Uninsured Motorist Policy Allows Insurer to Reduce Payments to Insured by Amount of Medical Expenses That Are Eligible for Payment Through Workers’ Compensation

An uninsured motorist policy allowed an insurer to reduce payments to an insured by the amount of medical expenses that were eligible for payment through workers’ compensation, regardless of whether the insured actually sought payment of those expenses through workers’ compensation. (Case v. State Farm Mutual Auto. Ins. Co. (2018) 30 Cal.App.5th 397)

Facts

In March 2013, Melissa Case was employed by Lawry’s Restaurant, Inc., and was insured under a personal automobile policy issued by State Farm Mutual Insurance Company. The State Farm policy had uninsured motorist (UM) bodily injury limits of $100,000 per person. In late March 2013, while returning to Lawry’s from an off-site catering location, Case was injured in a car accident involving an uninsured driver. The next day, Case sought benefits through Lawry’s workers’ compensation policy and Case submitted a claim for benefits under the UM section of her State Farm auto policy.

In July 2014, Case through her counsel sent State Farm a demand for UM benefits totaling approximately $67,000, which included almost $40,000 for alleged past and future medical expenses. In August 2014, Case submitted documentation showing that there was a workers’ compensation lien for about $1,900. Between October and November 2014, Case and the workers’ compensation insurer submitted more documentation showing that the workers’ compensation lien had increased to about $2,200.

In November 2014, Case made a demand for UM arbitration, and her counsel simultaneously submitted a declaration stating that Case did not expect to receive any additional workers’ compensation benefits. State Farm responded that State Farm still needed to determine “to what extent workers’ compensation benefits continue to be owed” to Case before State Farm could determine whether it might owe any UM benefits to Case.

In May 2015, Case sued State Farm for breach of contract and bad faith. Case essentially alleged that although she had already provided State Farm with information concerning the workers’ compensation lien, State Farm had failed to pay her claim for UM benefits.

In September 2015, the workers’ compensation insurer finally determined that in fact Case did not have any additional medical expenses that were payable through workers’ compensation. Case’s counsel promptly informed State Farm that Case had exhausted the possibility of receiving additional payments through workers’ compensation. Two months later, in November 2015, State Farm settled Case’s UM claim for $35,000.

State Farm then moved for summary judgment, contending that (1) it had paid all policy benefits due and thus it could not be liable for breach of contract, and (2) its refusal to pay Case’s UM claim before Case’s claim for workers’ compensation benefits had been resolved did not constitute bad faith. The trial court granted State Farm’s motion. Case appealed.

Holding

The California Court of Appeal affirmed.

With respect to the Case’s claim for breach of contract, Case had not shown that State Farm still owed her any benefits under the UM section of the policy. Thus, the trial court properly found that Case had no claim for breach of contract.

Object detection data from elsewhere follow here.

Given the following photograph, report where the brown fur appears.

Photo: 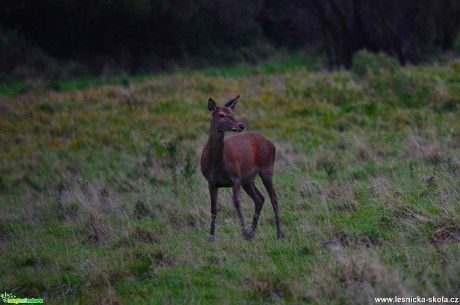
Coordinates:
[201,96,283,241]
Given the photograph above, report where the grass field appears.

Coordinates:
[0,53,460,304]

With respect to Case’s claim for bad faith, consistent with Insurance Code section 11580.2, the State Farm policy’s UM section provided that “any amount payable … shall be reduced by any amount paid or payable to … the insured … under any workers’ compensation, disability benefits, or similar law.” Italics added. This policy provision authorized State Farm to request a determination regarding the extent to which Case’s past and future medical expenses were eligible for payment through worker’s compensation, regardless of whether Case actually sought payment through workers’ compensation. Here, it was not until September 2015 that the workers’ compensation insurer finally determined that Case was not entitled to any additional benefits through workers’ compensation. A mere two months later, in November 2015, State Farm settled Case’s UM claim. Because State Farm resolved Case’s UM claim “shortly after” the determination that Case was not entitled to any further medical expenses through workers’ compensation, as a matter of law, State Farm had not unreasonably delayed payment of UM benefits to Case. Thus, Case could not recover from State Farm for “bad faith.”

Comment

Under a UM policy’s standard loss-payable-reduction provision, the insurer is liable only for any difference between the UM policy limits and the amount of workers’ compensation benefits that have been paid or are “payable” to the insured. Notably, this provision allows benefits owed under a UM policy to be reduced by the amount of medical expenses that are eligible for payment through workers’ compensation, regardless of whether the insured actually seeks payment of such expenses through workers’ compensation benefits. As the amount of the medical expenses that are eligible for payment through the workers’ compensation increases, the insurer’s obligation to pay UM benefits decreases.